Delphes root files and RDataFrame

ammelsayed · October 17, 2025, 6:59am

Hi,

I’m trying to preform some analysis cuts using RDataFrame from root files generated by Delphes. But I seem to encounter a problem with reading particles data from arrays. As i understand, in a delphes file, an event may contain more than one same particle, like electron or muon. If i do

df =  ROOT.RDataFrame("Delphes", filepath)
hist = df.Histo1D("Muon_size")
hist.Draw()

I get a histogram describing the distribution of muon numbers per event. For a particular event, that has say 2 muons, the Muon.PT branch contains an array that stores the pT of the two muons. When i try to the read the pT distrubution of the muons, with:

hist = df.Histo1D("Muon.PT")
hist.Draw()

I get a distribution for all muons in the file. But if i chose to look for the leading muons in pT, or subleading as follows:

hist = df.Histo1D("Muon.PT[0]")
hist.Draw()

I get the following error:

cppyy.gbl.std.runtime_error: Template method resolution failed:
  ROOT::RDF::RResultPtr<TH1D> ROOT::RDF::RInterface<ROOT::Detail::RDF::RLoopManager,void>::Histo1D(string_view vName) =>
    runtime_error: Unknown column: "Muon.PT[0]"
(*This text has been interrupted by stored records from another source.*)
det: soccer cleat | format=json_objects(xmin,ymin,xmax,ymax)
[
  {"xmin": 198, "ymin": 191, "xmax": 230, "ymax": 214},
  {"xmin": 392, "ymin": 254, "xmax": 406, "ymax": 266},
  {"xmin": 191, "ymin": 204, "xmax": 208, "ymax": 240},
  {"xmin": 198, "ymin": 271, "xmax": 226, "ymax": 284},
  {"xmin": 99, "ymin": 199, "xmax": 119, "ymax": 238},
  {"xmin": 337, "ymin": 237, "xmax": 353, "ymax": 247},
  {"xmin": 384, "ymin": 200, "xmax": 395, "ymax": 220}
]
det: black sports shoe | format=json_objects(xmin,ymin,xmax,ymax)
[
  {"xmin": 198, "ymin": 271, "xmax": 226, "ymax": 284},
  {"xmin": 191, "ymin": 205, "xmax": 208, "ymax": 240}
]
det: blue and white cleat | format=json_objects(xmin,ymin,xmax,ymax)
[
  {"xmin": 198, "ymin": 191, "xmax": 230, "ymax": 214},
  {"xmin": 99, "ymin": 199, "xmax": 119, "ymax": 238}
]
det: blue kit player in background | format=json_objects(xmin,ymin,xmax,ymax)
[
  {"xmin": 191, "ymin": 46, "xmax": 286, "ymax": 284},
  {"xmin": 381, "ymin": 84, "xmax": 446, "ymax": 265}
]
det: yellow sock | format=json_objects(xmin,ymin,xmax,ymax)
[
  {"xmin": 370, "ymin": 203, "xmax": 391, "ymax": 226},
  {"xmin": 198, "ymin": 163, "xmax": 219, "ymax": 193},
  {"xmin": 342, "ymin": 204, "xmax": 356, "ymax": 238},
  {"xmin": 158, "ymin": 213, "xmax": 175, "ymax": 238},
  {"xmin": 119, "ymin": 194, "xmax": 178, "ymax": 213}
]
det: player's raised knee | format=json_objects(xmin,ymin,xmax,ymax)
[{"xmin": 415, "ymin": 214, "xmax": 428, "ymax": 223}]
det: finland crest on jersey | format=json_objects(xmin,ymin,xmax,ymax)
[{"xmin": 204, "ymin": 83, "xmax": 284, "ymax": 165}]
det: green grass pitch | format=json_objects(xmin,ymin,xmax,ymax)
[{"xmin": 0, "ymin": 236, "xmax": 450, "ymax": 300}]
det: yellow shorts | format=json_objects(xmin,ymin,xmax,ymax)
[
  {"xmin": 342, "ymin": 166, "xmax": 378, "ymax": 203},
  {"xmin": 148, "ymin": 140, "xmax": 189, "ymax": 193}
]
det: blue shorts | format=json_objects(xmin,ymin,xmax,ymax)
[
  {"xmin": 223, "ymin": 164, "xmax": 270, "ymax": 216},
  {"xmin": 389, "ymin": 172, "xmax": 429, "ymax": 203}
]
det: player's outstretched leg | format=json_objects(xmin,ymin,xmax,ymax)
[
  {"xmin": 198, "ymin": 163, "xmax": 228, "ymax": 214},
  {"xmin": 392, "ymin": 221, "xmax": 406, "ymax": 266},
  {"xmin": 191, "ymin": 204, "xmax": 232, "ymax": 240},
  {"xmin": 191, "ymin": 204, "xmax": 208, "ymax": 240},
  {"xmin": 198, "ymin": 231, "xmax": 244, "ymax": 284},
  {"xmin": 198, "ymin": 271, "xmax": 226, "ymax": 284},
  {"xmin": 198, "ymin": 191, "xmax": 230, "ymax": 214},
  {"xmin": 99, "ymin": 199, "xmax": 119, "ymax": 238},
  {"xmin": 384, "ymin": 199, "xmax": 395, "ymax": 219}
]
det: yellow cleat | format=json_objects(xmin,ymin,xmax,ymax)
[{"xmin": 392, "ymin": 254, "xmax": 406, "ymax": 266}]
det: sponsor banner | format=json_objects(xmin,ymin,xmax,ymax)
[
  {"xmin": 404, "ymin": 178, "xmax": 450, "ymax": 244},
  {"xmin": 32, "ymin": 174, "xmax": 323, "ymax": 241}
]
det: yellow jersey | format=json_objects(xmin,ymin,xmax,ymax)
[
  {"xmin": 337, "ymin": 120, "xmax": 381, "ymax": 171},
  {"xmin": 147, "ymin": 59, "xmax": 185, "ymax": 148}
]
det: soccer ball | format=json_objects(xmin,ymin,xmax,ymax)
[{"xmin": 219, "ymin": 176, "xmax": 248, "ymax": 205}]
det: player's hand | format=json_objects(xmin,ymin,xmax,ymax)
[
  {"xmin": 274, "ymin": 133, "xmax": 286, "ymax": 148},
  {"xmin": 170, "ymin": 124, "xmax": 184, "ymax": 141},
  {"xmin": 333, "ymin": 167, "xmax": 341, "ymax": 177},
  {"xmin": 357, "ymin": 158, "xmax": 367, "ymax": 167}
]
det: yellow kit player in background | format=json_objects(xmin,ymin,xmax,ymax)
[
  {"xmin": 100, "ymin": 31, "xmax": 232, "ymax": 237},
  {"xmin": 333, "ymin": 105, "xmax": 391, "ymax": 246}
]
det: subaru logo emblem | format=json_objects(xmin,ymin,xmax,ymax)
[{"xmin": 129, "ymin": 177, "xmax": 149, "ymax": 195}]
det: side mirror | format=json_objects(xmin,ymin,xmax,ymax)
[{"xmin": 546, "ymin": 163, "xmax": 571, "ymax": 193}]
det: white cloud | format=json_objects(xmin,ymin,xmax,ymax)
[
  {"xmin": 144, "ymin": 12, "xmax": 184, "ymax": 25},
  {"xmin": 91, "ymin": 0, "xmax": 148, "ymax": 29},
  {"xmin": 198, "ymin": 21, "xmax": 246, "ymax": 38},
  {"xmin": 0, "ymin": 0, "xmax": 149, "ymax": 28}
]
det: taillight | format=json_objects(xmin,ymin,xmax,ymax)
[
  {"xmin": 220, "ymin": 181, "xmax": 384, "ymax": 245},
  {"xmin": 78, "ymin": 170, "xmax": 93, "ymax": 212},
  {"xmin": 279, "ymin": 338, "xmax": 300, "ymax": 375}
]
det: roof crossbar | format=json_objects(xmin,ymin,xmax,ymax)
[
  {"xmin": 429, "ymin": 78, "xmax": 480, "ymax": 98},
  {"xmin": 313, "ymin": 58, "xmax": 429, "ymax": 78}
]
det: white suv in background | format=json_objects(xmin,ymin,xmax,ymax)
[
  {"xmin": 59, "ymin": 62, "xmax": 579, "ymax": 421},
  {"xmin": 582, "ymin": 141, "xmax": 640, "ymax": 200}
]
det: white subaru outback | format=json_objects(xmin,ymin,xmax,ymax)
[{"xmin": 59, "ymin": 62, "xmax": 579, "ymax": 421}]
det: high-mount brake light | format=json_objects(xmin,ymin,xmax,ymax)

I’ve being trying many methods but none of them worked. Can please someone help me with this problem?

ROOT Version: 6.32.12
Platform: Linux
Compiler: PyROOT

bellenot · October 17, 2025, 8:03am

Welcome to the ROOT Forum!
Maybe @vpadulan can help here

silverweed · October 17, 2025, 8:09am

Hi @ammelsayed,

Not a RDF expert, but could you try this?

hist = df.Define("LeadingMuon", "Muon.PT[0]").Histo1D("LeadingMuon")
hist.Draw()

ammelsayed · October 17, 2025, 8:20am

Hi @silverweed

It actually worked! But why, this is so strange !!!

silverweed · October 17, 2025, 8:33am

The reason is that Histo1D accepts a column name and not an expression, so you first need to Define a new column (which can use arbitrary expressions, including accessing other columns) and then you can do operations on the newly defined column.
Think about Define as “assigning a variable” that is then available for all further operations

ammelsayed · October 17, 2025, 8:42am

This really helpt me. Thank you very much !!!

vpadulan · October 17, 2025, 9:14am

Dear @ammelsayed ,

Thanks for reaching out! I absolutely agree with @silverweed , that is the right way to go. Just to give further context, allowing Histo1D("Muon.PT[0]") would be equivalent to allowing Histo1D(“run_my_very_complicated_function_that_may_return_a_value_not_acceptable_for_a_histogram”), so RDataFrame really prefers making this distinction between a column (either on-disk or defined) and an expression, the latter being only usable in the parts of API that transform data (e.g. Define or Filter) but not in the parts of the API that declare a result (e.g. Histo1D, Mean, Sum etc.).

Cheers,

Vincenzo

ammelsayed · October 20, 2025, 6:14am

Dear @vpadulan

Thanks a lot for the clear explanation, this really helps me. RDF is really great for making quick analysis, its very helpful!.

system · November 3, 2025, 6:14am

This topic was automatically closed 14 days after the last reply. New replies are no longer allowed.